New Appraisal Rule Fallout

By Jordan H • July 6th, 2010

The Home Valuation Code of Conduct passed in May of 2009 with the goal of ensuring appraiser independence. But the rule has also produced low-ball appraisals that can shatter deals, and appraisers say it has harmed appraisal quality. It seems the only group happy about the law are the mortgage lenders, who have seen their business spike because of the rule. The mortgage-broker and real-estate industries want a measure included in new financial regulation legislation to end that rule.

Are new appraisal rules hurting Manhattan home values?

Are new appraisal rules hurting Manhattan home values?

The rule is based on the idea that inflated appraisals helped run-up home prices over the last ten years. Loan officers and mortgage brokers typically worked regularly with the same appraisers, and lenders felt that the partnerships led to rising home values. Now much of the business goes to vendors that specialize in “farming out” appraisal requests to their networks, which some say leads to pushing appraisers to do more work in less time, driving fees down industry-wide and damaging appraisal quality. Some of these “middle-man” firms are owned by large mortgage companies like JP Morgan or Citigroup.

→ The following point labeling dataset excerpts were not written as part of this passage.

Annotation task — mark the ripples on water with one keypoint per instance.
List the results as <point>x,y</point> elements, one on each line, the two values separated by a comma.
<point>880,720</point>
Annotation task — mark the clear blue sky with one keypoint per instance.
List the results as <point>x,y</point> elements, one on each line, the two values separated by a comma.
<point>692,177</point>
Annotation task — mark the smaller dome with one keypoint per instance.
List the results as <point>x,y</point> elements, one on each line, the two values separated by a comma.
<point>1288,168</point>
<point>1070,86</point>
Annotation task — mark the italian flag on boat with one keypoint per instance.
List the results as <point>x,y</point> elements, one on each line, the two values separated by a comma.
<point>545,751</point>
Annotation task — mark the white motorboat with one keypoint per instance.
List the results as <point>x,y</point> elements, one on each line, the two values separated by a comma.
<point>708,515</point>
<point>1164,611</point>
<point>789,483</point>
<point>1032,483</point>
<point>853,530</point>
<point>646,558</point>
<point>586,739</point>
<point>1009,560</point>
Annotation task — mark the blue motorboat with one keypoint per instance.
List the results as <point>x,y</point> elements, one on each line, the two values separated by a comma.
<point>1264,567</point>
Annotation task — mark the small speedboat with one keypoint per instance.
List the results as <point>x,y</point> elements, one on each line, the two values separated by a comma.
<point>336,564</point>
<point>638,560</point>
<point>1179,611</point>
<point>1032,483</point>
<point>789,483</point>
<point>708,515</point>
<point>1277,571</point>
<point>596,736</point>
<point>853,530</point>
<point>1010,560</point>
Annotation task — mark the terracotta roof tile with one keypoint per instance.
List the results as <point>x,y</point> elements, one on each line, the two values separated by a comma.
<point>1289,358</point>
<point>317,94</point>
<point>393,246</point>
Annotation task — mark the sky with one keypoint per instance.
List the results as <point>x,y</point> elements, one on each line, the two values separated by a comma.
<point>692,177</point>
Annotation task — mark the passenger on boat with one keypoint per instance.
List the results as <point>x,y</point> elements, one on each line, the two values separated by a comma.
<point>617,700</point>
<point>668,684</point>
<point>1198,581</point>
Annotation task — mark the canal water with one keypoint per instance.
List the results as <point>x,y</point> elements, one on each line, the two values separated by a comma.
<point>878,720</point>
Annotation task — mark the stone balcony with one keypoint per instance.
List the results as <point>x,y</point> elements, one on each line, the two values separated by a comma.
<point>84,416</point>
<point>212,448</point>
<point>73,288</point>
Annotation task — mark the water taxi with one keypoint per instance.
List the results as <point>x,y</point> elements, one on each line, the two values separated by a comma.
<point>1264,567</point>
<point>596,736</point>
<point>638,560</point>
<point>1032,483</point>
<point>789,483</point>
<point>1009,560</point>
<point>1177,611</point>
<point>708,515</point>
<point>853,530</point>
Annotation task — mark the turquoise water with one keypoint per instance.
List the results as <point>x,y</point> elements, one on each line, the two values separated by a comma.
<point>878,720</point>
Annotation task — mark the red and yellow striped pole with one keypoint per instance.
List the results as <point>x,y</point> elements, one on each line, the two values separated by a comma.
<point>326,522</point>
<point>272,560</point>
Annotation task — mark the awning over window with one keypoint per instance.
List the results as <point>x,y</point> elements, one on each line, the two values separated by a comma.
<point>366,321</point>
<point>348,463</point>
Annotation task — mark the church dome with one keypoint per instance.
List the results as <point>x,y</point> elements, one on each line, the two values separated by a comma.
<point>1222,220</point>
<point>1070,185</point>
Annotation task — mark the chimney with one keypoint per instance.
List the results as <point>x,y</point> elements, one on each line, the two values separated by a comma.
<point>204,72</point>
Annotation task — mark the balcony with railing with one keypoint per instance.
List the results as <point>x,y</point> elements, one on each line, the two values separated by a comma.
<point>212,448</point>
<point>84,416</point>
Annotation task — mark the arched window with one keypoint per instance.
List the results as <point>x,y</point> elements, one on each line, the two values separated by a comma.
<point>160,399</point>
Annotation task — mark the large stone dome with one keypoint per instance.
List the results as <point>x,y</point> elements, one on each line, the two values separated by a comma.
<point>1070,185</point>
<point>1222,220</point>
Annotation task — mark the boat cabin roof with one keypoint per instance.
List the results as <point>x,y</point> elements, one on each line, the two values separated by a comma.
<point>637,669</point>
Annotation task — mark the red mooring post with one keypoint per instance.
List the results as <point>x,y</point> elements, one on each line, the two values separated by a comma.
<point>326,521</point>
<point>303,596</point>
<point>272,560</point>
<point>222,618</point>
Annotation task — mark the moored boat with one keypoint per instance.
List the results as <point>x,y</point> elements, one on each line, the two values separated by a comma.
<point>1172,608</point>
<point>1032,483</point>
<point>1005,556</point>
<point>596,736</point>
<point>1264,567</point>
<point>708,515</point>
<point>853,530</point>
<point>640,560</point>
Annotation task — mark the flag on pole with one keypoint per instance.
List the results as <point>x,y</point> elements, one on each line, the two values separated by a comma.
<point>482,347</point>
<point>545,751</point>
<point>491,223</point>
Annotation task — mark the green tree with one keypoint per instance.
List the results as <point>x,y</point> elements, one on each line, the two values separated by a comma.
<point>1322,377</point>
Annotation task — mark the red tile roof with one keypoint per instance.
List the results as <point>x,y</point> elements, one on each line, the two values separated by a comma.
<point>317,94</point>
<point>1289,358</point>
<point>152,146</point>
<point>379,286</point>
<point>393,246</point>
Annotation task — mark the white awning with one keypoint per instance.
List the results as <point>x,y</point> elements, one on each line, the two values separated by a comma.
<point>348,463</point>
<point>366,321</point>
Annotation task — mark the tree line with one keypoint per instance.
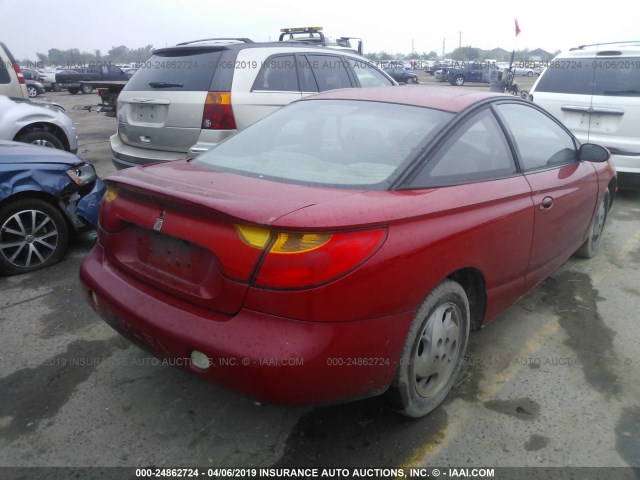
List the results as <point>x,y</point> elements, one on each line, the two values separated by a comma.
<point>73,56</point>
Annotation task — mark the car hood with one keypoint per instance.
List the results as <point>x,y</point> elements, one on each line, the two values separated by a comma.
<point>10,102</point>
<point>21,153</point>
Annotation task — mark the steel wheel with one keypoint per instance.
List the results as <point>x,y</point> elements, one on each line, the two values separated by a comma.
<point>33,234</point>
<point>433,352</point>
<point>437,350</point>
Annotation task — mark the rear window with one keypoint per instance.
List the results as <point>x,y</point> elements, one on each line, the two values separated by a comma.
<point>333,143</point>
<point>592,76</point>
<point>176,71</point>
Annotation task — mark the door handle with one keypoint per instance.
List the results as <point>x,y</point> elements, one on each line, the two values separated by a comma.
<point>547,203</point>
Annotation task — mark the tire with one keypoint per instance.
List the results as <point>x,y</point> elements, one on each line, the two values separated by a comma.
<point>41,138</point>
<point>596,231</point>
<point>33,235</point>
<point>433,352</point>
<point>458,81</point>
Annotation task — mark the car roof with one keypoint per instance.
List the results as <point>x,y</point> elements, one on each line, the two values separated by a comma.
<point>604,49</point>
<point>451,99</point>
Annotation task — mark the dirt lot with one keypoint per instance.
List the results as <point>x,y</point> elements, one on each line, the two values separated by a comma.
<point>555,381</point>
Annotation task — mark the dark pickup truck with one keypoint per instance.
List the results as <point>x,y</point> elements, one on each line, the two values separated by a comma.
<point>473,71</point>
<point>71,79</point>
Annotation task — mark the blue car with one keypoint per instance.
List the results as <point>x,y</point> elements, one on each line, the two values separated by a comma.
<point>46,195</point>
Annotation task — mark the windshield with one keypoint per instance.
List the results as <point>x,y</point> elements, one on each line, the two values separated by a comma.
<point>336,143</point>
<point>592,76</point>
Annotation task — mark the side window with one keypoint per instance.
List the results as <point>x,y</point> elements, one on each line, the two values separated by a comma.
<point>540,142</point>
<point>308,82</point>
<point>278,74</point>
<point>476,151</point>
<point>367,75</point>
<point>4,73</point>
<point>330,72</point>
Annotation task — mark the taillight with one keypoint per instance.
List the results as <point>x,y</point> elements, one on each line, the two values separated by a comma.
<point>300,260</point>
<point>217,113</point>
<point>16,69</point>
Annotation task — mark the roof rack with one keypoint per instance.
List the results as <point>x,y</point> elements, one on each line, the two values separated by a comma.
<point>310,31</point>
<point>580,47</point>
<point>221,40</point>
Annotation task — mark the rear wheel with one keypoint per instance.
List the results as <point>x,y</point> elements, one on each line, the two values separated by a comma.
<point>592,244</point>
<point>33,234</point>
<point>433,351</point>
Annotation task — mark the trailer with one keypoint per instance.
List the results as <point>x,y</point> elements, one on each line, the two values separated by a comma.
<point>108,92</point>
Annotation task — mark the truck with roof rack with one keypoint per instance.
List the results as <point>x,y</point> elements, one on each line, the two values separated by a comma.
<point>315,35</point>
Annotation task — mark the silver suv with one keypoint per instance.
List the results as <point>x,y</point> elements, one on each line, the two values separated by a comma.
<point>187,98</point>
<point>12,82</point>
<point>595,91</point>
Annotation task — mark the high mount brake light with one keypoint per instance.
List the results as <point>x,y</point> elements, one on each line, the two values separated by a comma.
<point>295,260</point>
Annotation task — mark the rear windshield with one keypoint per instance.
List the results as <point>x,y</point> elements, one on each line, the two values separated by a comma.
<point>592,76</point>
<point>333,143</point>
<point>177,71</point>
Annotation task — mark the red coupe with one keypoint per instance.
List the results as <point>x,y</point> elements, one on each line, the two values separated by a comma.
<point>345,245</point>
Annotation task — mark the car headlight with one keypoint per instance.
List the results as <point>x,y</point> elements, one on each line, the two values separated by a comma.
<point>82,174</point>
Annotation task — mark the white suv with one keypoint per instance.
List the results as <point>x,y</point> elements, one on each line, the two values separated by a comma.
<point>595,91</point>
<point>187,98</point>
<point>12,82</point>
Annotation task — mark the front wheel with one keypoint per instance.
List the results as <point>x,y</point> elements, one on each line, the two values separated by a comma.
<point>592,244</point>
<point>433,352</point>
<point>33,234</point>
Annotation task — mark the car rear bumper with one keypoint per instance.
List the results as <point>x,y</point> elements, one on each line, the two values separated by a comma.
<point>272,359</point>
<point>628,163</point>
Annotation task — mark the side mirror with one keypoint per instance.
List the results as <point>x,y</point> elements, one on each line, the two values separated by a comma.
<point>590,152</point>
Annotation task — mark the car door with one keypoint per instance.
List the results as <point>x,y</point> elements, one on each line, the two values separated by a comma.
<point>485,216</point>
<point>564,189</point>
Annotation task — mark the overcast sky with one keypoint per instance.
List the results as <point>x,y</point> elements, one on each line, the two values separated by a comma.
<point>34,26</point>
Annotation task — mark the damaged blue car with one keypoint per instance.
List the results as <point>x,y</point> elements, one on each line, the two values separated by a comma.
<point>46,195</point>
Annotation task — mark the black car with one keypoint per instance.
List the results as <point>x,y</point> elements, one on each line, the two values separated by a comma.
<point>33,81</point>
<point>402,75</point>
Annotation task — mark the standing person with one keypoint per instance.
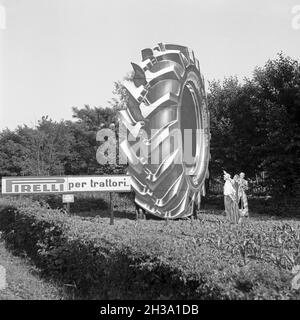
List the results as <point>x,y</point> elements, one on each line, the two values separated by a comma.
<point>230,199</point>
<point>242,200</point>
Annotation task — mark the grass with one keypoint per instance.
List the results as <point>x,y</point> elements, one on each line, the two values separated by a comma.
<point>23,280</point>
<point>203,259</point>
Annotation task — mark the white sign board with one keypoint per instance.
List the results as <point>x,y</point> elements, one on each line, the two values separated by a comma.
<point>68,198</point>
<point>65,184</point>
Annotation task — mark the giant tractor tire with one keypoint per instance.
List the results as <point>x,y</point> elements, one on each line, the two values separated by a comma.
<point>167,95</point>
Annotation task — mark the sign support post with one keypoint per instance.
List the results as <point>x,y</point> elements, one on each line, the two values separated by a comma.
<point>111,209</point>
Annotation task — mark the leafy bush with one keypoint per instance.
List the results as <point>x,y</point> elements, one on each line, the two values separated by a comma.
<point>206,258</point>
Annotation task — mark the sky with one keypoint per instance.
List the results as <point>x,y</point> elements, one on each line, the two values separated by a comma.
<point>56,54</point>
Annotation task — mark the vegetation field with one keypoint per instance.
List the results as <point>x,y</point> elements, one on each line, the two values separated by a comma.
<point>207,258</point>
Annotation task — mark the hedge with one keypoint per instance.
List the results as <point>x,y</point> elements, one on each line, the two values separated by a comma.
<point>198,259</point>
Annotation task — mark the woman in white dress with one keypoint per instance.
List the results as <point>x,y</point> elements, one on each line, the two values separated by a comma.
<point>230,199</point>
<point>243,201</point>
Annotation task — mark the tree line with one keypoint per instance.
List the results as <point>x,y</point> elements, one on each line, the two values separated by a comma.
<point>255,127</point>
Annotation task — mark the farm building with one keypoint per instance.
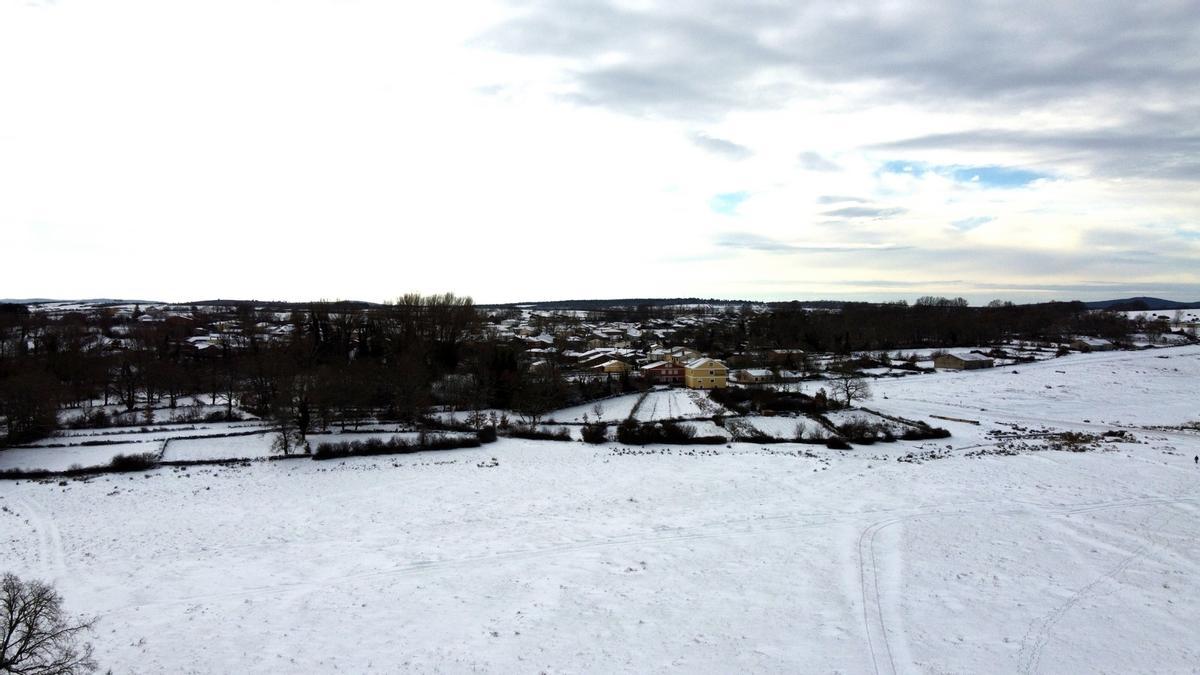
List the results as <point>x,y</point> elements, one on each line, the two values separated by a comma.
<point>1091,345</point>
<point>753,376</point>
<point>963,362</point>
<point>706,374</point>
<point>612,366</point>
<point>664,372</point>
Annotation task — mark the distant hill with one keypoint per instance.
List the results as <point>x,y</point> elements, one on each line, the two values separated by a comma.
<point>617,303</point>
<point>1141,304</point>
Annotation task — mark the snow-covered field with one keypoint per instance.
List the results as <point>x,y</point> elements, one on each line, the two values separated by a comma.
<point>568,557</point>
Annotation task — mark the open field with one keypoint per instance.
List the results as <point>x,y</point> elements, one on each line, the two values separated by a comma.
<point>742,557</point>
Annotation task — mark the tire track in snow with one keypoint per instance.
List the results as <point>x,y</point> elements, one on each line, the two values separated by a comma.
<point>874,622</point>
<point>1039,631</point>
<point>49,541</point>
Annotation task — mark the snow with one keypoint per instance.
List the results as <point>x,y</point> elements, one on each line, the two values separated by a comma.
<point>61,459</point>
<point>598,559</point>
<point>611,410</point>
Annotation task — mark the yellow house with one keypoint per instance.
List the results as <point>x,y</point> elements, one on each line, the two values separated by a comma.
<point>706,374</point>
<point>613,366</point>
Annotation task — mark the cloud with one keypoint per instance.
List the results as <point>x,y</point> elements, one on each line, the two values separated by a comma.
<point>751,242</point>
<point>970,223</point>
<point>727,202</point>
<point>984,175</point>
<point>713,54</point>
<point>813,161</point>
<point>840,198</point>
<point>721,147</point>
<point>1146,145</point>
<point>865,211</point>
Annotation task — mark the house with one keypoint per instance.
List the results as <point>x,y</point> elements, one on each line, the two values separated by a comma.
<point>679,354</point>
<point>753,376</point>
<point>963,362</point>
<point>785,357</point>
<point>1091,345</point>
<point>612,366</point>
<point>706,374</point>
<point>664,372</point>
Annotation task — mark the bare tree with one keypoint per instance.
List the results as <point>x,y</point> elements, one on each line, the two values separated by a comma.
<point>37,637</point>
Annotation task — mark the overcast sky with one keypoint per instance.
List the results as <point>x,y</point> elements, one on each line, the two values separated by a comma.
<point>309,149</point>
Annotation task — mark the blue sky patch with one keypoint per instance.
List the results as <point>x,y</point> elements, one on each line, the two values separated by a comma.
<point>726,203</point>
<point>897,166</point>
<point>970,223</point>
<point>995,177</point>
<point>984,175</point>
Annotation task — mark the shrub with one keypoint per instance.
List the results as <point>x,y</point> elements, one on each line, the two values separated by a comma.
<point>534,434</point>
<point>141,461</point>
<point>595,432</point>
<point>394,446</point>
<point>923,431</point>
<point>837,443</point>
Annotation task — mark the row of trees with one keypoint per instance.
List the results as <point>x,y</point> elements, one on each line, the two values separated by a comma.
<point>316,366</point>
<point>930,322</point>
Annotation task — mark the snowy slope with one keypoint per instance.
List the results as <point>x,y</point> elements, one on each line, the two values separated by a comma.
<point>576,559</point>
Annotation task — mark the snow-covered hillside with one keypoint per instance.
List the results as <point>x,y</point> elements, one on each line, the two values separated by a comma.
<point>567,557</point>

Fannie Mae and Freddie Mac adopted a Code of Conduct last Spring as part of a settlement in the New York state attorney general’s probe of their existing appraisal standards. In that case, realtors and mortgage brokers were successful in inserting language in the House-passed financial-regulation bill to put an end to the new protocols and push federal regulators to create a new set of rules. The rub is that the language has not been included in the most recent draft in Congressional negotiations.

Bill Garber, chief federal lobbyist for the Appraisal Institute, told the Wall Street Journal that appraiser fees have dropped by up to 60%. He believes that new broker licensing laws and other state laws do enough to keep brokers and appraisers from creating questionable partnerships.

National Association of Mortgage Brokers CEO Roy DeLoach adds that out-of-town appraisers are not credible and degrade home value. “It’s basically hollowing out the equity in communities whether you intend to sell or not,” he says.